I should add that central banks in emerging economies keep only a tiny fraction of their reserves in gold. Eventually, I would expect them to follow the example of the Reserve Bank of India (RBI), which recently bought 200 tonnes from the IMF for $6.7 billion. The RBI, thus, increased the share of gold from 3.6 per cent of its $286 billion foreign exchange reserves to just over 6 per cent. (Guess who will be out of business first: the IMF or the RBI?)
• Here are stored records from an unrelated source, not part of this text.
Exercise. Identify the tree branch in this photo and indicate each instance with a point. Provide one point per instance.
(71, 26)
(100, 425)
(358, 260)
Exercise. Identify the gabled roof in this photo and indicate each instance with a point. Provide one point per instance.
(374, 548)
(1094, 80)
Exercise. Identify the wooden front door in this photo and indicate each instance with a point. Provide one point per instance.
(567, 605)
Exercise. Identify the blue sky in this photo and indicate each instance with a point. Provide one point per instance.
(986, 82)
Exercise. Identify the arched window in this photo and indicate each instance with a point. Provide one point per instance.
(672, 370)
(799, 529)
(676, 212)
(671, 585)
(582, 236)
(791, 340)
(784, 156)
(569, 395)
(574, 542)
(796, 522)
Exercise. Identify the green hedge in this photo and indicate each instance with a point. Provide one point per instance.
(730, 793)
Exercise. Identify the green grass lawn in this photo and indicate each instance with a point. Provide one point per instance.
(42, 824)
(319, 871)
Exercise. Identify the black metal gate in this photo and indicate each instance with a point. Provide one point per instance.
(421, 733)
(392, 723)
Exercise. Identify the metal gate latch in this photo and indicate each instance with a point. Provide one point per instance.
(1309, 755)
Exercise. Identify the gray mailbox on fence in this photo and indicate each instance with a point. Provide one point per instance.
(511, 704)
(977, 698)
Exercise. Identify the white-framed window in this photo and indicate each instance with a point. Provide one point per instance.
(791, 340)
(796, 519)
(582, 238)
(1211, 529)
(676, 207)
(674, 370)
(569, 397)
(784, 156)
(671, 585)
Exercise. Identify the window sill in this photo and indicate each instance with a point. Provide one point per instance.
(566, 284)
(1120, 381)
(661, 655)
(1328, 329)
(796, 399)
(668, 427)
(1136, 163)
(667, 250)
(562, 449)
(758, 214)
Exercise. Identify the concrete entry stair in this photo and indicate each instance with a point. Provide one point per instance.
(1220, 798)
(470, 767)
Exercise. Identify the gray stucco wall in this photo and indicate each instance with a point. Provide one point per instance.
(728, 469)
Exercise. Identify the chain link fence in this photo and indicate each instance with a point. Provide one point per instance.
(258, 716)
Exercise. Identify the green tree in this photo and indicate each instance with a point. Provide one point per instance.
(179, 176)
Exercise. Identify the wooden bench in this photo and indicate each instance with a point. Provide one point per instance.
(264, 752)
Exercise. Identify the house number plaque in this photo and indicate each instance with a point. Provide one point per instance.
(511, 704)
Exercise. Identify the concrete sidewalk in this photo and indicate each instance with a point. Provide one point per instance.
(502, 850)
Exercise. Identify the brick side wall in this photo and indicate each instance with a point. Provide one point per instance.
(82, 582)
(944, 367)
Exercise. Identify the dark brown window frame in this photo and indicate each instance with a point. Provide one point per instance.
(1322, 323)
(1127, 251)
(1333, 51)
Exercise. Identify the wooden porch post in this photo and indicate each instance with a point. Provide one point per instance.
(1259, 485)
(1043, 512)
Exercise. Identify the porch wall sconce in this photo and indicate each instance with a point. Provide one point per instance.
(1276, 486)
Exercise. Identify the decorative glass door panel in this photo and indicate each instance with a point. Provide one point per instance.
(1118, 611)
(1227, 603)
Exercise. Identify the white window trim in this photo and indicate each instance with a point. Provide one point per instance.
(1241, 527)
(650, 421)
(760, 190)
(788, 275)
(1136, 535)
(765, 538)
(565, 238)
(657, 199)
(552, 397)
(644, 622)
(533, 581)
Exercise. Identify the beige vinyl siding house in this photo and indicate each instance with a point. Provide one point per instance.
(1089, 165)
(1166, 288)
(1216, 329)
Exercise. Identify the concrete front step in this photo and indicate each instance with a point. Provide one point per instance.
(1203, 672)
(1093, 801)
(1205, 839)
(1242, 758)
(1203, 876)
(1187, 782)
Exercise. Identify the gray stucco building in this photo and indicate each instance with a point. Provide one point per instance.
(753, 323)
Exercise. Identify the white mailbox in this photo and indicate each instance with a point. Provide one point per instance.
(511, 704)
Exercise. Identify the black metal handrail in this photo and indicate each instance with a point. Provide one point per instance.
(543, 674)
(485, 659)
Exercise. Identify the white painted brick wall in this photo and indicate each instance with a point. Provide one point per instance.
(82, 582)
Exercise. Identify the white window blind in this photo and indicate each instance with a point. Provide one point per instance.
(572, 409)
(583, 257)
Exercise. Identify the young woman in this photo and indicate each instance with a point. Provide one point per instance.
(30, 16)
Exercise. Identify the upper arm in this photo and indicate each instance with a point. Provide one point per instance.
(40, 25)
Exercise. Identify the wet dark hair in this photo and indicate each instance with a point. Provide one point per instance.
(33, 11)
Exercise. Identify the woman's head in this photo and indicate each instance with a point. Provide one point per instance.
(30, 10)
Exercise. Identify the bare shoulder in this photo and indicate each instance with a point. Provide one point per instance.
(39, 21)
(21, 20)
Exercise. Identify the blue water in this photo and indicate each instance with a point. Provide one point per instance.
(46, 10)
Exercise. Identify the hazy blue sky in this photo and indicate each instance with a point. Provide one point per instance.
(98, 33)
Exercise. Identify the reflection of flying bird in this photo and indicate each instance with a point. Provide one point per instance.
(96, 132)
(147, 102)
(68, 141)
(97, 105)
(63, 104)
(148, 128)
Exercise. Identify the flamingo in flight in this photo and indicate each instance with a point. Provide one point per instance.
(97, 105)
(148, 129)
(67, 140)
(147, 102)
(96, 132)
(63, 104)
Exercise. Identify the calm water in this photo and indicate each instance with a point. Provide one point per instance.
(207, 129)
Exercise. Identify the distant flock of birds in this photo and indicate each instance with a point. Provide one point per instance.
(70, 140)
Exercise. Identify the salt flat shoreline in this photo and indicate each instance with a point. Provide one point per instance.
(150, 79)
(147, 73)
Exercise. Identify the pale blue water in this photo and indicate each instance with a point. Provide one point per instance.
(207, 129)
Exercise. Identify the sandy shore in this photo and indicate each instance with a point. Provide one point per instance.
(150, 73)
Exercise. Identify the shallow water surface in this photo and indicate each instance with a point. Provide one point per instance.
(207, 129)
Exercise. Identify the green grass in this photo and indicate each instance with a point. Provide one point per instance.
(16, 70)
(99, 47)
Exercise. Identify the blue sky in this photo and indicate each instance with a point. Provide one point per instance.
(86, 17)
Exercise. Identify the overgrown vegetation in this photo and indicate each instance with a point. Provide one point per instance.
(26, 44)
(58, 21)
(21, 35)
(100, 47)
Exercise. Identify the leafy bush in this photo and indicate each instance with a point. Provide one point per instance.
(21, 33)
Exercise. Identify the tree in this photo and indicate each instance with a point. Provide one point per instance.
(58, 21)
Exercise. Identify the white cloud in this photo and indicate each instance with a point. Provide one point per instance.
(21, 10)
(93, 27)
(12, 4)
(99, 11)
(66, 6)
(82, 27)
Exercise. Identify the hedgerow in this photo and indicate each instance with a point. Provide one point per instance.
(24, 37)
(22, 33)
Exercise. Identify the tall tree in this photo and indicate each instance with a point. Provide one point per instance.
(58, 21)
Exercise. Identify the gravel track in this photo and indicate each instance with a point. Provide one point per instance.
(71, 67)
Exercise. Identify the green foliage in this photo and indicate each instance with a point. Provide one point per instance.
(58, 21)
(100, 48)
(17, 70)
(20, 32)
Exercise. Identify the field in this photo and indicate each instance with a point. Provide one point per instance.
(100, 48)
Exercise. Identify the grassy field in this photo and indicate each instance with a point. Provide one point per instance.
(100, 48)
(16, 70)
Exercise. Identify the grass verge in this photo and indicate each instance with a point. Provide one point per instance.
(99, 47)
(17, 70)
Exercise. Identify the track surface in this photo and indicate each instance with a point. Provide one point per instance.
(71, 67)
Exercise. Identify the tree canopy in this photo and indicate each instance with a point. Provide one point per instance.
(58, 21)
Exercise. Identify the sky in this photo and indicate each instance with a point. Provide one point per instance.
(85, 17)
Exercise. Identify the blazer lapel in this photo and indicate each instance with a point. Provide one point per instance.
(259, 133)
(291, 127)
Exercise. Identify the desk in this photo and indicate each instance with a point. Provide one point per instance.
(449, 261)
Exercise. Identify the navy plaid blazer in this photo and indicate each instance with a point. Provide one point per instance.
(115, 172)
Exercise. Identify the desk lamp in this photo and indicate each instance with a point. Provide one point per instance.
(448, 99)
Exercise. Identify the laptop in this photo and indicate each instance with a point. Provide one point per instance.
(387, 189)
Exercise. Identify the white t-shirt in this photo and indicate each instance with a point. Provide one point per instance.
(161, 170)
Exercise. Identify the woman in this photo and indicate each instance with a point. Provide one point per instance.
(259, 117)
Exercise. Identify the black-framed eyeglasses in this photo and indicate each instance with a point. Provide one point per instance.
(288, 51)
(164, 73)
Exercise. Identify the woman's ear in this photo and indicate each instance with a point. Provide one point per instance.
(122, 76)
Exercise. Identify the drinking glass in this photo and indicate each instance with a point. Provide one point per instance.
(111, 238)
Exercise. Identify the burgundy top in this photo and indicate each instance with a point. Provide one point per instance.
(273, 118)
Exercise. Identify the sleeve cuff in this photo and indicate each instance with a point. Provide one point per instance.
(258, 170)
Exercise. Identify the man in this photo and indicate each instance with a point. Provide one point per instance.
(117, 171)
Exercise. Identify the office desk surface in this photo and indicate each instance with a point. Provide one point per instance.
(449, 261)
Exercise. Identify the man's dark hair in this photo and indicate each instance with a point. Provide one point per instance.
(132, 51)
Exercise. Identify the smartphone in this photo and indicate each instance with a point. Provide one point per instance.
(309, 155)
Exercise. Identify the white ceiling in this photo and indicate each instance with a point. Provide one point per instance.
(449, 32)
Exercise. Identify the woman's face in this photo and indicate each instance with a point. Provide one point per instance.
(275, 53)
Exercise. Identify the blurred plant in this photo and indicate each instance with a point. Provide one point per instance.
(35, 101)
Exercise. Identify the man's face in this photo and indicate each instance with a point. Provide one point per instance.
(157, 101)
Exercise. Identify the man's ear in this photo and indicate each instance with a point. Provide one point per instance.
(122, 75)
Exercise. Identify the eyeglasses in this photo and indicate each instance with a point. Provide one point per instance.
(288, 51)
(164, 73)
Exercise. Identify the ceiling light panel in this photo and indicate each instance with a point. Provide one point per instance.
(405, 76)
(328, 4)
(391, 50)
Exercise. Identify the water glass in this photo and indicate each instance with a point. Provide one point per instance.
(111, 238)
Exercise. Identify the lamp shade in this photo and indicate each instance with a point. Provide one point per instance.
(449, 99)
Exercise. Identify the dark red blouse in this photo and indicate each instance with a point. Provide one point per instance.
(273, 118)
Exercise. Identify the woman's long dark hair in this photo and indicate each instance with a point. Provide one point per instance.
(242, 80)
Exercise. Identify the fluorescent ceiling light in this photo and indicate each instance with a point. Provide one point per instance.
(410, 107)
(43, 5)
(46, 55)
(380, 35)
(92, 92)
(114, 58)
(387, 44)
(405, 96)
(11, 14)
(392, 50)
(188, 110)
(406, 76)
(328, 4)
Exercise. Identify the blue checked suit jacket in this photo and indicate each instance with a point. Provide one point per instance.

Now, just consider what the impact would be if China were to increase its gold holdings from presently less than 2 per cent of its $2.2 trillion reserves to 6 per cent or 10 per cent. Each 1 per cent increase in gold weighting would mean gold purchases of more than $20 billion, or nearly 600 tonnes.

Its intrinsic value

I also find it encouraging that an economics professor, Willem Buiter, recently called gold a “barbarous relic” in a Financial Times blog. (Keynes had used the expression to refer to the gold standard). The good professor conceded that “its value may go from $1,100 per fine ounce to $1,500 or $5,000.” However, he stated that he “would not invest more than a sliver” of his wealth “into something without intrinsic value, something whose positive value is based on nothing more than a set of self-confirming beliefs”.

I am not entirely sure what the professor means by “intrinsic value”, but the fact remains that gold has been a currency for 6,000 years, whereas I am not familiar with any paper currency that has survived for more than a few hundred years. Moreover, it would seem that over time the “intrinsic value” (whatever the professor means) of paper currencies declines, whereas the “intrinsic value” of gold appreciates. (Maybe the professor should take the time to explain to us what the intrinsic value might be of a Gutenberg bible, a flawless 50 carat diamond, or a Picasso or Warhol painting).